No es difícil imaginar que la cultura dance supuso para la fría Inglaterra una experiencia vital totalmente diferente a la acostumbrada. Pero, a pesar de su entusiasmo hacia las potencialidades liberadoras del dance, Gilbert y Pearson no ocultan sus dudas. Una cosa es cuestionar, por ejemplo, la centralidad del mundo del trabajo frente al hedonismo del fin de semana, pero si el lunes se vuelve a la rutina laboral tras una fin de semana extático como si nada hubiese pasado, la experiencia personal no se canaliza hacia el cambio social. La criminalización del dance que los gobiernos conservadores emprendieron, prohibiendo las fiestas espontáneas, no encauzó a la juventud británica que abarrotaba esas fiestas hacia la derrota delthatcherismo y sus valores. La política del dance, entonces, es meramente una política del cambio personal, de la experiencia puntual sin repercusiones a largo plazo en lo social.
La perplejidad de los autores hacia esta despolitización del dance nace probablemente de la inocencia con la que utilizan el término comunidad. Para Gilbert y Pearson, la multitud que baila constituye una comunidad temporal, con un objetivo común, el disfrute de la experiencia extática. Sin embargo, habría que matizar este concepto en los términos de Maffesoli, que ha caracterizado a la comunidad en que ésta agota su energía en su propia creación, no en la historia que está por hacer (un rasgo característico de la sociedad).
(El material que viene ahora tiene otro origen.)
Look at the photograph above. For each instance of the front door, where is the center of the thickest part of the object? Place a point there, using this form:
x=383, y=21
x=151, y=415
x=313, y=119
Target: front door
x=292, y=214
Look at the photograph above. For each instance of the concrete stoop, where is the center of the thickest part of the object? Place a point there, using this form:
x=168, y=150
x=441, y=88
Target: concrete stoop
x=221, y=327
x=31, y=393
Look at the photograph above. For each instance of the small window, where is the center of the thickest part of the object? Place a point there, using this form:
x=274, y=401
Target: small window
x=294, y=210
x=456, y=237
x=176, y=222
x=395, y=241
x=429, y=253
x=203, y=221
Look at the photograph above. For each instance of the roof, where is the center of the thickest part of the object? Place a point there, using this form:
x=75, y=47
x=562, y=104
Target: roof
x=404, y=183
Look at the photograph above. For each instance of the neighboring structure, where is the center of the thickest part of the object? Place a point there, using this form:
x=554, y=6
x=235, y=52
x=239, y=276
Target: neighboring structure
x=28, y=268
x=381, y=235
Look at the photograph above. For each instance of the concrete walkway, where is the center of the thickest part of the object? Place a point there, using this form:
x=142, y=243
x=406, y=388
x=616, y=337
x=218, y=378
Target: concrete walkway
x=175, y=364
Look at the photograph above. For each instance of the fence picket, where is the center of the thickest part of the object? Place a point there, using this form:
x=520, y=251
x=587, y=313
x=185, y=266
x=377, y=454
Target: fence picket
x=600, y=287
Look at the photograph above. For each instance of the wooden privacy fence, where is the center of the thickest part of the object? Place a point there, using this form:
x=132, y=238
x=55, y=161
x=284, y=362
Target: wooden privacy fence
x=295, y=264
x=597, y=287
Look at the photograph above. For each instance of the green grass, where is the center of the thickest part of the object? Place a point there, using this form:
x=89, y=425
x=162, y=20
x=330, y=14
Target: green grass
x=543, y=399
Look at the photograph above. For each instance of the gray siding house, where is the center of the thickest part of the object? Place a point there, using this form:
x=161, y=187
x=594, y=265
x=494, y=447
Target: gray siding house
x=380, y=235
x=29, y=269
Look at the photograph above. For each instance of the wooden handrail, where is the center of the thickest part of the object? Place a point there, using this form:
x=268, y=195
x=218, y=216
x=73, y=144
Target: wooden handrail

La conclusión a la que llegan los autores de Cultura y políticas de la música dance (y sus lectores) es que el análisis de un fenómeno poliédrico y complejo como la música dance tiene como consecuencia dejar al aire sus contradicciones y conflictos. En términos positivos, hay que apuntar la capacidad que ha dado a mucha gente de relacionarse con su cuerpo de una manera más natural y liberada de los férreos códigos de género, una visión positiva de la tecnología en tanto herramienta de cambio orientada hacia lo que está por hacer y un cuestionamiento, más o menos laxo, de valores centrales de la alta cultura capitalista: la racionalidad, lo expresable verbalmente, lo organizado, la centralidad del mundo del trabajo. En el lado de sus deudas impagadas figura la incapacidad de canalizar estos cuestionamientos más allá de la experiencia del baile y su entorno. Contradicciones, altibajos, discontinuidades, que son el precio a pagar para –retomando el argumento con el comienzan su análisis– no ser meros espectadores de una película y poder percibir las múltiples facetas y detalles de un fenómeno aún muy vivo.